I fell in love with Iceland, the country known for Vikings, volcanoes and a variety of natural wonders, on my first visit and vowed to come back, which I did only a couple of years later.
As much Iceland is known for Northern Lights watching, I am known for being prone to minor and major accidents.
So when it was time for my first foray into data science, my eyes naturally fell on a data set that let me explore the trends in Icelandic accidents.
I asked: Have Icelanders suffered from more or less accidents over the time?
I downloaded the data from the State Social Security Institute and Icelandic Health Insurance website in a csv file. The data were last updated on 10th January 2014 and included the number of accidents and the number of fatal accidents in Iceland between the years 1964 and 2012 expressed as the number of accidents per 100,000 individuals.
This is important as the population in 2012 was at 170% of that in 1964 and not accounting for this would bias the results for more accidents in the later years making Icelanders appear more clumsy, which we don't want!
I used the IPython Notebook for the actual analysis as it allows easy documentation of the steps and sharing of the results - which are so important for data scientists.

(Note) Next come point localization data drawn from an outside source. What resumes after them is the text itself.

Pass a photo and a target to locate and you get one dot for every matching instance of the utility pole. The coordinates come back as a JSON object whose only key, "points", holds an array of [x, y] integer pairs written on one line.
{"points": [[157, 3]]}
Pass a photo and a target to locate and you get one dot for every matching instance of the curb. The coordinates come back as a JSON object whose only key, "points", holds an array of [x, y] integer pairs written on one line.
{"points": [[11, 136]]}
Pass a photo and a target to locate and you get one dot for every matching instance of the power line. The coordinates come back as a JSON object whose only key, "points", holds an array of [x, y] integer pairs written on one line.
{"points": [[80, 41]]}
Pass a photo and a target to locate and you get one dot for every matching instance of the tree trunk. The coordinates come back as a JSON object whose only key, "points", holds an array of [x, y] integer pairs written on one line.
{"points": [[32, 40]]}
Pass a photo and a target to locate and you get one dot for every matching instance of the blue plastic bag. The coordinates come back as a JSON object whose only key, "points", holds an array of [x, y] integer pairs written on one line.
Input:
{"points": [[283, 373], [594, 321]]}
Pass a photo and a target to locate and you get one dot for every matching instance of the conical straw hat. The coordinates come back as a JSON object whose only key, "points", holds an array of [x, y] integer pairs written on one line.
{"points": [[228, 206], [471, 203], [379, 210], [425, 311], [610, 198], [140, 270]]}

def read_file(name='healthIceland.csv'): # open data direcly as pandas.core.frame.DataFrame df = pd.read_csv(name) # assign the proper column name 'Year' to the 1st column df.columns = ['Year', 'Total accidents', 'Total fatal accidents'] return df
I loaded the data into a pandas data frame. I love working with pandas because they allow for easy computation, basic statistical analysis and visualisation - everything I needed for this analysis! I also added a 4th column to the data set which included the calculated number of fatal accidents as a percentage of total accidents.
It was time to look at the changes in accident over time. From simple plots, I learned that is seemed that the number of accidents in Iceland has been steadily increasing with a bump of even more accidents between 1990-2000. Have there perhaps been more accident-prone tourists in that time?
On the other hand, it seemed that the number of fatal accidents has been going down steadily. Perhaps due to advances in the Icelandic health care?
I wanted to know if these changes over time were statistically significant. To determine whether to use parametric or non-parametric tests I looked at the distribution of the data (which pointed at non-parametric)
and then ran scipy's skew, kurtosis and normal tests (with pylab's plots), which confirmed that non-parametric - Spearmen's correlation - tests will be in order. Spearmen's correlation tests then let me conclude that the changes over time were statistically significant.
I learned that the number of accidents in Iceland has significantly increased over time, with a curious further increase in the 10-year period between 1990-2000. I would be curious to find out why that is the case. Perhaps there were more tourists in that time?
I have also learned that the number of fatal accidents in Iceland has significanly decreased over time. I suspect this might be due to improvements in health care.